A great deal!—to answer the title question. Three examples will illustrate the loss associated with active investing, or, stated positively, the gain from passive investing. The examples build on last week when I showed that active and passive investing had to achieve the same average gross returns. Yet active investing costs more, so in the end, the net returns to retirees are smaller with active investing.
Active investing links retirees with financial planners, brokers and actively managed mutual funds. Active investors believe they can identify low-priced stocks to buy, or that they can predict which stocks will drop in price so they can sell. In addition to individual stocks and bonds, they often buy actively managed mutual funds where a fund manager does the buying and selling.
Passive investing involves buying and holding all the stocks in the market, or as an alternative, a low-cost index fund that tracks the market, then riding the ups and downs through time to earn returns representing the market as a whole. On average, the market rises.
Active investors can’t generally beat the markets because those markets are efficient, which makes prices impossible to predict. If investors can’t predict prices, they can’t ever be sure when they are buying low or selling high. That means there really isn’t any good basis for picking stocks, at least no good basis that’s available to most retirees.
Because average passive and active investments must achieve the same before-cost performance, both can be estimated with the returns of a passive portfolio like that used in this blog before. The portfolio contains four Vanguard index funds covering domestic stocks, domestic bonds, international stocks, and real estate.
Today’s analysis includes returns from 1997 through 2011, which is a 15-year period or half of a planned retirement of 30 years. The procedure compares active and passive portfolios by subtracting active management costs from the average returns of the four markets, which are represented by the passive portfolio.

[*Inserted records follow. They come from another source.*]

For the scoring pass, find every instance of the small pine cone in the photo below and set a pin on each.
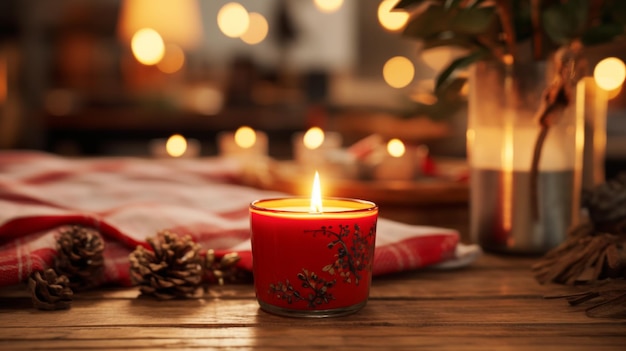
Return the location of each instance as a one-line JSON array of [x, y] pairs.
[[80, 257], [50, 292], [606, 204], [173, 269]]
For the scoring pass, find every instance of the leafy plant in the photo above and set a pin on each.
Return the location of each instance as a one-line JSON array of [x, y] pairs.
[[494, 29]]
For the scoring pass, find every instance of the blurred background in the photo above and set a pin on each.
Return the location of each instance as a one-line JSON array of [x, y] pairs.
[[113, 77]]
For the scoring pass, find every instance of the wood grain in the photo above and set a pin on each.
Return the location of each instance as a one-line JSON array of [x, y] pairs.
[[493, 304]]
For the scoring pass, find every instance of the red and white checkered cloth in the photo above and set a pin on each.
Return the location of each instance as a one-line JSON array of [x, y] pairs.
[[131, 199]]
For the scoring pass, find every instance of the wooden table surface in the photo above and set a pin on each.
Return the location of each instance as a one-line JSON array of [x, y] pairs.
[[494, 304]]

Three alternative results are shown:
- Base: $300,000 portfolio subject to a $12,000 annual withdrawal (4% of the initial amount)
- Base subject to an additional 2.25% annual cost
- Base subject to an additional 2.25% annual cost plus a 5.25% front load
The base analysis, which is the top line in the nearby chart, is simply the graph of the passive portfolio used before in this blog. It represents a retiree who has $300,000 at the beginning and withdraws 4% ($12,000) each year as a living allowance. The annual investment return data are from prospectuses for the Vanguard funds, and the low costs of passive investment have already been subtracted.
The middle line represents the base returns less the extra annual costs of active management, which are set at 2.25% annually. That number is derived from Internet sources that estimate typical annual costs of actively managed mutual funds (see here and here). I selected 1.5%. Index funds have costs too, which I set at 0.25% (the Vanguard funds average 0.21%, but not all index funds have those low costs). The additional annual cost for active management, then, is 1.25%.
An adviser fee—1% per year—is also subtracted, making the total, extra, annual cost of active management equal to 2.25%. See here and here to find other estimates of adviser fees. That total (2.25%) is subtracted each year from the portfolio to produce the middle line.
The bottom line of the chart also subtracts a “front load,” which is a sales charge common among actively managed funds. Many actively managed funds recommended by advisers include various “loads.” Some funds charge a front load when buying shares, and some charge a back-end load when selling shares. I used a front load of 5.25%, which is well within the typical range.
I did not include any marketing fees (12b-1 fees—named after a 1980 Securities and Exchange Commission rule authorizing them) or trading costs, both of which will be higher in actively managed funds.
The vertical axis is in thousands of dollars. The table shown nearby contains the plotted values.
Clearly, the most expensive parts of active management are the extra annual costs of advisers and actively managed mutual funds. The additional 2.25% takes a heavy toll—the ending portfolio value is $186,000 lower than the passive portfolio. The gap will only widen over the next 15 years.
When a front load is added, the ending value is lower still. The portfolio ends only $6,000 higher than the $300,000 the retiree had at the start, calling into question the portfolio’s ability to survive through a full 30-year period. Put another way, a passive investor ends the first 15 years of retirement with 71% more value in her portfolio. That will pay for a new car, several vacations, and many home repairs.
Retirees with modest portfolios near the amount tested here should surely rely on passive investing and learn how to buy index funds. It is not a complicated purchase, and the cost savings end up in the pockets of retirees rather than brokers, financial planners or active mutual fund managers. Retirees can still hire a fee-only financial planner occasionally to review their portfolios and plans. Vanguard offers low-cost personal service, including many different kinds of advice, as do several other providers of index funds. But a retiree need not pay 1% per year, nor be shuttled into high-cost active funds.
It is clear that the costs of active management are high. When a retiree begins to withdraw money each year, any additional strain on the portfolio prompts questions about whether the portfolio will last. That problem plagues active management.
Retirees may find it very hard to let go of the idea that investment professionals help achieve higher returns. But those who can let go will profit. Retirement can be much more than money, and ironically, the best way to enjoy it is to invest passively, earn more and spend time on life’s other pleasures.